Contactée par nos soins, la RTBF nous a confirmé la suppression des deux numéros posant problème car il est impossible de les diffuser à une date postérieure aux élections. Elle ne communiquera toutefois sur le sujet qu’à partir de lundi matin, jour où un autre nouveau champion sera mis en lumière dans Les Associés


Toutes les émissions sont concernées par le règlement électoral

La représentativité doit aussi être respectée dans les émissions de divertissement.

La campagne électorale pour le scrutin communal du 14 octobre bat son plein. Une période où la parole donnée aux politiciens dans les médias est particulièrement scrutée. Les chaînes de télévision sont tenues de respecter des recommandations obligatoires émises par le Conseil supérieur de l’audiovisuel (CSA).

L’ensemble des programmes sont concernés par ces mesures afin de garantir un équilibre et une représentativité pour l’ensemble des candidats. Les débats politiques sont donc soumis aux règles, comme les émissions de divertissement. "Durant la période électorale, il y a un règlement à respecter et cela pour l’ensemble des programmes diffusés par les chaînes.
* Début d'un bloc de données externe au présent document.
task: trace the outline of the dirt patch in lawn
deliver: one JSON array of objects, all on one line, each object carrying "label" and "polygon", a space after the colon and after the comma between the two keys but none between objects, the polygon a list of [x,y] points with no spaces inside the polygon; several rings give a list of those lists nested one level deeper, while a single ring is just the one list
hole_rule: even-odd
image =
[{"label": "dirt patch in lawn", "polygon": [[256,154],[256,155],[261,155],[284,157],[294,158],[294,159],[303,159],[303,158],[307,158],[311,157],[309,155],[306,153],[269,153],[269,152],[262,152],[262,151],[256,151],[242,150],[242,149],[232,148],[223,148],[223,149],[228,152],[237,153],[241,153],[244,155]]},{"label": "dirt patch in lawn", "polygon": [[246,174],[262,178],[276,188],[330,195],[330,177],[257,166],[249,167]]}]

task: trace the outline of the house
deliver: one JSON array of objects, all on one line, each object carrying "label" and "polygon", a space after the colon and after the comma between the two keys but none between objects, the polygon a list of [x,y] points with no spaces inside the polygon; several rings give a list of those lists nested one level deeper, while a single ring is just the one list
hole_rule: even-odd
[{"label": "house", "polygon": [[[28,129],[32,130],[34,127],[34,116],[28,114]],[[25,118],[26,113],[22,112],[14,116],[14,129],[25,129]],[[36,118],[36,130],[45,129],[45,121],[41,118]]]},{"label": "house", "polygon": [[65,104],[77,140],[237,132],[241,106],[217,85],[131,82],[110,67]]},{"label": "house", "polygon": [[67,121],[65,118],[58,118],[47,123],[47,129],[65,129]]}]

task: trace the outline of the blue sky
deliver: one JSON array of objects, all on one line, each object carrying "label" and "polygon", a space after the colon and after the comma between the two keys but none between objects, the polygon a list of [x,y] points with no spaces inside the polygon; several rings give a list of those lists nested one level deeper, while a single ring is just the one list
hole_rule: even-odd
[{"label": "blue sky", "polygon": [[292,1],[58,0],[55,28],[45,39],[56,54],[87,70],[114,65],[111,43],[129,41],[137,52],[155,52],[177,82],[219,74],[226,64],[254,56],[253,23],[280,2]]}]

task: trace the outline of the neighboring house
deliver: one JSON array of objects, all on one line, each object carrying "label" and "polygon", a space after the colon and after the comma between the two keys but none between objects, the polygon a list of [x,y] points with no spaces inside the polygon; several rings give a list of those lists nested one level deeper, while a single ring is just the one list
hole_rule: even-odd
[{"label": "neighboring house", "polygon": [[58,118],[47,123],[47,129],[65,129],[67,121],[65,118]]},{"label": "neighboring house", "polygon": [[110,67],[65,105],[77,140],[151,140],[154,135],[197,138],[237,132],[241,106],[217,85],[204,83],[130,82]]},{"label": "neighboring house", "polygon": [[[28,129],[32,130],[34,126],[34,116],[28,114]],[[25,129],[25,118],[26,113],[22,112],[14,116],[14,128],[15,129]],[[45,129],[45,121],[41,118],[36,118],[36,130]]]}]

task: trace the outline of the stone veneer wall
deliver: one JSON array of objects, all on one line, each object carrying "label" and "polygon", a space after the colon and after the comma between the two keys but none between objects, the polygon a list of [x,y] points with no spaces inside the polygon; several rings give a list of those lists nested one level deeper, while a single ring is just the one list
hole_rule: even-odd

Il faut veiller globalement à un équilibre entre tous les partis. Il doit aussi y avoir un impact potentiel comparable entre les programmes où sont visibles des candidats. Il faut ajouter le système de représentativité car on ne peut pas faire un débat avec tout le monde. Il faut, par contre, donner à tout le monde de la visibilité", explique Geneviève Thiry, conseillère au CSA.

Une des difficultés peut résider dans la date d’enregistrement pour des émissions de divertissement. "Il est possible que certaines listes ne soient pas constituées au moment où l’émission a lieu, ou même que la personne ignore qu’elle est candidate. Mais dès qu’on le sait, il faut la retirer durant cette période particulière. Sinon, il faut réaliser d’autres éditions du même programme avec d’autres listes", précise-t-elle.

Le CSA est chargé de veiller à la bonne application du règlement et peut, le cas échéant, prendre des décisions contraignantes à l’encontre des éditeurs qui n’auraient pas respecté la réglementation. "Le CSA tirera une évaluation du respect de la réglementation à l’issue du scrutin."